A friend pointed me to this Astronomy Picture of the Day of Nova Del 2013's spectrum at maximum showing bands of emission. Very nice.
Not just emission bands. Each one of those bright bands has a dark (absorption) band on the blueward side! Very cool.
Have a look at this lovely animation of Nova Del spectrum evolving over the first six days, obtained by amateur Paolo Beradi - resolution of ~2.5A using a LHIRES Littrow spectograph
Robin Leadbeater originally posted this link on the BAA forum.
I forgot to mention the absorption lines in the APOD spectrum.
That animation is fantastic!
It'd be great to see some analysis of both of these spectra. Is it perhaps worth pointing to this topic from the Spectroscopy forum in the Nova Del topic?

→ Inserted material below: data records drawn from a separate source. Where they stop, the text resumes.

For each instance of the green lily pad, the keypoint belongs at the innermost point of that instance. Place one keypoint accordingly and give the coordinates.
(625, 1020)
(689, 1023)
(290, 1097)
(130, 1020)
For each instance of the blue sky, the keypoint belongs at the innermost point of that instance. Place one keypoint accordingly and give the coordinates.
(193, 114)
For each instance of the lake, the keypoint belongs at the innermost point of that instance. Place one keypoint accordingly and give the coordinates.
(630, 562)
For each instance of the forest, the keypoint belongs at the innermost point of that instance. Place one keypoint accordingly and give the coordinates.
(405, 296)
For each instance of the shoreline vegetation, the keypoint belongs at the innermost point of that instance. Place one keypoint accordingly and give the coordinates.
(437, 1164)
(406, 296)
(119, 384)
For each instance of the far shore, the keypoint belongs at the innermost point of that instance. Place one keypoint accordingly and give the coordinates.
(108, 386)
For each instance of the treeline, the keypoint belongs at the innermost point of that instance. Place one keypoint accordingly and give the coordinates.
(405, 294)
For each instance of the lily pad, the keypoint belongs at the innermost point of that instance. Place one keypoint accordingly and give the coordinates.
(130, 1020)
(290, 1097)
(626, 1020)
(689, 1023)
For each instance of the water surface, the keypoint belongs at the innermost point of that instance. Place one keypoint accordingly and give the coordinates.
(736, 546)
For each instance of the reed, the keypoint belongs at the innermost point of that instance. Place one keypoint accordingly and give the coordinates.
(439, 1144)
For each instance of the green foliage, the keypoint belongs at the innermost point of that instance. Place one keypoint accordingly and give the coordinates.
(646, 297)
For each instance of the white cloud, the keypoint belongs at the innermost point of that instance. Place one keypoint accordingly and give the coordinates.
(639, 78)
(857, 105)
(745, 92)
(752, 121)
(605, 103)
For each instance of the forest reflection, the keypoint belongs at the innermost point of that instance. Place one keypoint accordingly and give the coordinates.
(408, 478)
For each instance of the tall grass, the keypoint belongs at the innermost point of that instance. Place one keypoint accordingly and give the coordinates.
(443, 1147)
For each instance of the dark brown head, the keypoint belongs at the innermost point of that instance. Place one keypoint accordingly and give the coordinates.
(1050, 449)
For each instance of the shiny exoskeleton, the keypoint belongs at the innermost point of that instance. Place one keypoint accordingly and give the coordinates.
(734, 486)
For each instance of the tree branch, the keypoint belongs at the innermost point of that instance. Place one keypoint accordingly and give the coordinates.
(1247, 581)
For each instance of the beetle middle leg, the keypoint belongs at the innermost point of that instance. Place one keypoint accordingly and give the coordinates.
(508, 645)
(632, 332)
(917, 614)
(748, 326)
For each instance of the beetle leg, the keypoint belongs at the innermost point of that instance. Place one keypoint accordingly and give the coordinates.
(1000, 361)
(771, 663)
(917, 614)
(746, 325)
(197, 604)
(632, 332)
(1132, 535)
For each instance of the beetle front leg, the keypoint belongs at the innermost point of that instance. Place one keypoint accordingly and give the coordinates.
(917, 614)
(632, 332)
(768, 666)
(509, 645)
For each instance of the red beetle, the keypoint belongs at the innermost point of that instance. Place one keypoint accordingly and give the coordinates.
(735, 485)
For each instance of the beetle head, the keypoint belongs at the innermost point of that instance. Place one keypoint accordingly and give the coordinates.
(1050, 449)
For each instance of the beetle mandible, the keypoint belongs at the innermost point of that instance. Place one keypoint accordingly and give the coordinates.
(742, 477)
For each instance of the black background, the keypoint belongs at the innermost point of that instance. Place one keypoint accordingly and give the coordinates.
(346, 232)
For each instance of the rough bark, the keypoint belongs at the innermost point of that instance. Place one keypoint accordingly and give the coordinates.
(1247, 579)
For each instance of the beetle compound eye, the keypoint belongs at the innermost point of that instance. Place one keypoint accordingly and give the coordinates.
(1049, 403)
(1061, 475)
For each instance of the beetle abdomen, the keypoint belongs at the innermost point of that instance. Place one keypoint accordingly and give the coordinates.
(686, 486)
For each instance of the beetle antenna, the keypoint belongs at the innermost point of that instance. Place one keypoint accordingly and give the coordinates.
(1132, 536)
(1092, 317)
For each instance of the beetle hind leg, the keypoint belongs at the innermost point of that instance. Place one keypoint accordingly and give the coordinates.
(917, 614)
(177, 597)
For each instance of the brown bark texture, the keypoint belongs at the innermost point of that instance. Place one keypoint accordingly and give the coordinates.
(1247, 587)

There is an ongoing detailed commentary by amateur Francois Teyssier and professional Steve Shore published here
They are working with amateur spectroscopists around the globe covering this object. Spectra of this event currently total 388 at a wide range of resolutions and wavelengths, coordinated by the ARAS group
Presentation and discussions of new spectra as they come in are ongoing in the ARAS forum
This combination of emission and absorption is known as a P Cygni profile (after the archetype showing this sort of spectrum feature) and signifies an outward flow of cooler material from a hot object (From the Nova explosion in this case or from stellar winds in the case of P Cygni) The hot central region excites the expanding region of cooler gas causing it to emit in all directions eg here most obviously at the Hydrogen Balmer line wavelengths. The emission component of the line mainly comes from the material which is thrown out sideways and therefore has no relative velocity in our direction. We see a net absorption however in the material comming directly towards us which is illuminated from behind by the hot central region. This is blue shifted due to its velocity in our direction and produces the absorption component on the blue edge of the line. The velocity of the material can be estimated from the blue shift.
Thanks for the excellent pointers Robin!